Background/aims: Oro-pharyngeal dysfunction has been reported in Amyotrophic Lateral Sclerosis (ALS). We aimed to assess ALS patients upper gastrointestinal (GI) motor activity and GI symptoms according to bulbar and spinal onset and severity of ALS.

Methods: ALS bulbar (B) and spinal (S) patients with ALS Functional Rating Scale (ALSFRS-r) ≥35, bulbar sub-score ≥10, and Forced Vital Capacity (FVC) >50%, underwent to: Fiberoptic Endoscopic Evaluation of Swallowing (FEES); esophageal manometry; gastric emptying; Rome symptom questionnaire. Medical Research Council Scale for Muscle Strength (MRC) was performed for the upper and lower limbs. Mann-Whitney's U, Fisher's ranks test, Pearson's test was used.

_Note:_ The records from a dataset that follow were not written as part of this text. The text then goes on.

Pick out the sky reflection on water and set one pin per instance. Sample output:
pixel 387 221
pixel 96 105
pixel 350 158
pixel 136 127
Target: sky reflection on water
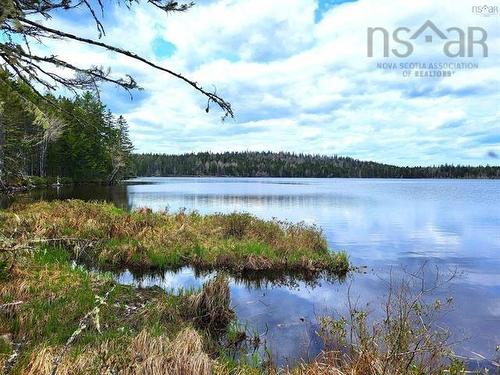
pixel 382 224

Results: Thirteen ALS patients were included (6 F; mean age 61.2 ± 13.7 years, range: 37-87), 5 with B and 8 with S onset (ALSFRS-R score 39.5 ± 4.9, MRC score 128.6 ± 23.3, disease duration 22.8 ± 17.9 months). FEES detected a high dysphagia score in 5 patients with no difference between S and B phenotype. Lower esophageal sphincter pressure was normal in all patients. Esophageal dysmotility was observed in three S and two B onset patients. Upper esophageal sphincter (UES) pressure was higher in all ALS patients. UES spasms and delayed gastric emptying were detected in two B and one S and in two B and four S patients, respectively. There was no correlation between esophagogastric motor abnormalities and clinical characteristics of ALS, nor GI symptoms.

Conclusions: The presence of UES spasm and the delayed gastric emptying in a subgroup of ALS patients may suggest the role of ANS dysfunction in ALS.